We caught up with Wharton alum, Jean Sonia Lee for a session on building AI-powered wearables. She shared her perspective on defining zero-to-one products, navigating the competitive landscape, and the future of hands-free computing in an increasingly complex digital world.
Jean Sonia Lee (WG18) leads Product Management for Wearables AI at Google Gemini, where she’s defining the future of ambient intelligence. She spearheaded the development and launch of Gemini on Wear OS watches and now leads product strategy for Gemini on XR glasses—shaping what AI assistance means for devices that move seamlessly through our lives.
Jean’s expertise lies at the intersection of technology, design, and human experience. Before wearables, she built privacy infrastructure platforms for consent and location data at Google.
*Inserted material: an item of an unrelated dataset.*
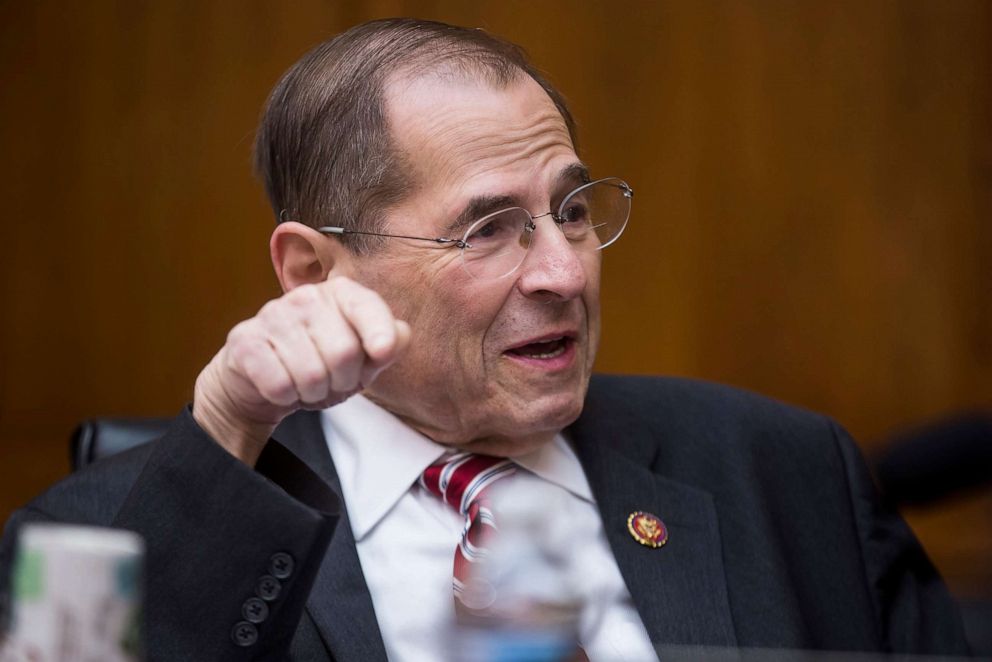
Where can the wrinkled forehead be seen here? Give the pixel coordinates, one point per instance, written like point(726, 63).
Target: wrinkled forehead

Her career spans investment banking and private equity, digital & ecommerce development at Ralph Lauren, and advising early-stage startups at the intersection of technology, wellness, and culture. This unique range from finance to fashion to frontier AI gives her a distinctive lens on how technology integrates into daily life.
INSIGHT FROM JEAN:
Your team isn’t your market: Even one-hundred people with diverse backgrounds can’t represent billions of users. Validate assumptions with real data before investing massive resources in the wrong direction.
Build for tomorrow’s paradigm: The roadmap evolves from reactive voice commands to proactive suggestions to fully agentic AI. The pace of development is dizzyingly fast, so don’t optimize for yesterday’s interaction model.
Adoption matters more than features: The hardest challenge isn’t reaching quality bars, it’s making AI assistance socially acceptable and relevant to normal people beyond tech enthusiasts through consumer partnerships and real-world context.